Though 30 years have passed, remorse, sighs and sympathy were common feelings among attendees who convened a seminar in this capital city of central Henan Province to commemorate an accident that had long been ignored nationwide.
A miserable story about China's most devastating dams bursts that caused thousands of lives in the province in August 1975 was unfolded by 150 officials, meteorologists, hydrologists from China, the United States and Italy at the seminar on Sept. 15, only three days after China announced to declassify its natural disaster death tolls. HORRIBLE MEMORIES
On Aug. 7, 1975, just a day before the tragedy, all most nobody in Zhumadian, a city about 1,000 km south of Beijing in Henan, were aware that a catastrophe was looming.

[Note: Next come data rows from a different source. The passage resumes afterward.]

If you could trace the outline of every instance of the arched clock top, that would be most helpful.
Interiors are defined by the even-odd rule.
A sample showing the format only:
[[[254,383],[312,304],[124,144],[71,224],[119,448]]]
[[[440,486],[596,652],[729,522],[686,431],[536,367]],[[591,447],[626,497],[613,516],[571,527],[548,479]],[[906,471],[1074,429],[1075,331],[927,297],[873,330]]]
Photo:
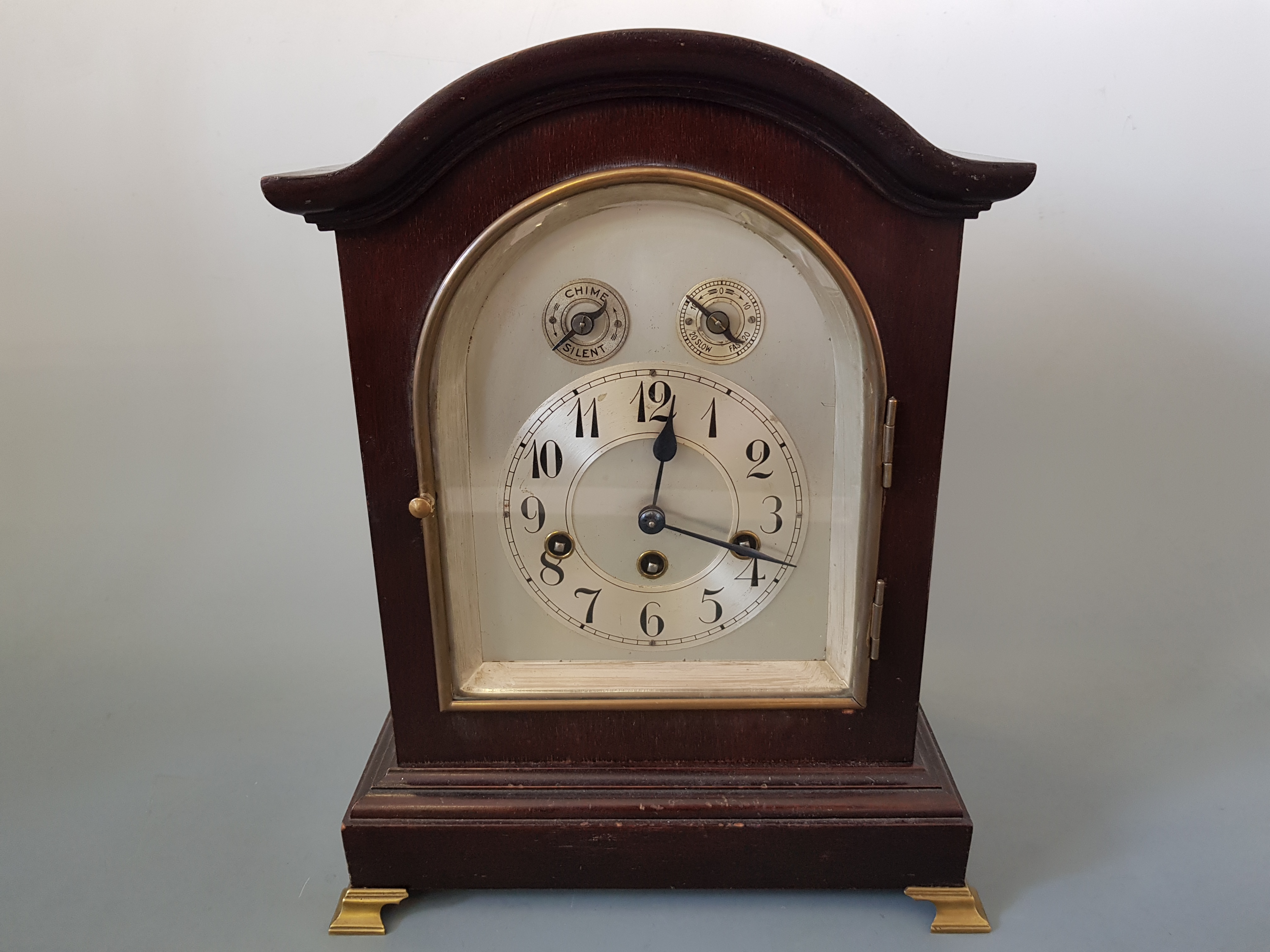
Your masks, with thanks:
[[[937,149],[856,84],[795,53],[696,30],[593,33],[533,47],[469,72],[349,165],[267,175],[265,198],[321,230],[400,212],[465,156],[522,123],[615,99],[688,99],[785,126],[919,215],[973,218],[1012,198],[1033,162]]]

A pouring rain following the third typhoon that battered China that year soaked the area with then about 7 million population, swollen more than 100 medium or small reservoirs with a rainfall recorded at 1,060 millimeter in 24 hours near the typhoon center.
"When the rain continued, the days were like nights as rain fell like arrows," survivors were quoted as saying by official records. "The mountains were covered all over by dead sparrows after the rain."
The 24.5-meter dam of Banqiao Reservoir which took over the most rain from the typhoon first breached at wee hours of Aug. 8, releasing within six hours 700 million cubic meters of floods that wiped Daowencheng Commune downstream immediately from the map, killing all 9,600 citizens.
"The blare of the dam burst sounded like the sky was collapsing and the earth was cracking," survivors recalled. "Houses and trees disappeared all in a instant. Numerous corpses and bodies of cattle floated in water amid people's wailing for help."
To worsen the situation, the dams of the city's other 61 reservoirs collapsed one after another within a short period, unleashing about 6 billion cubic meters of floods to an area of about 10,000 square kilometers.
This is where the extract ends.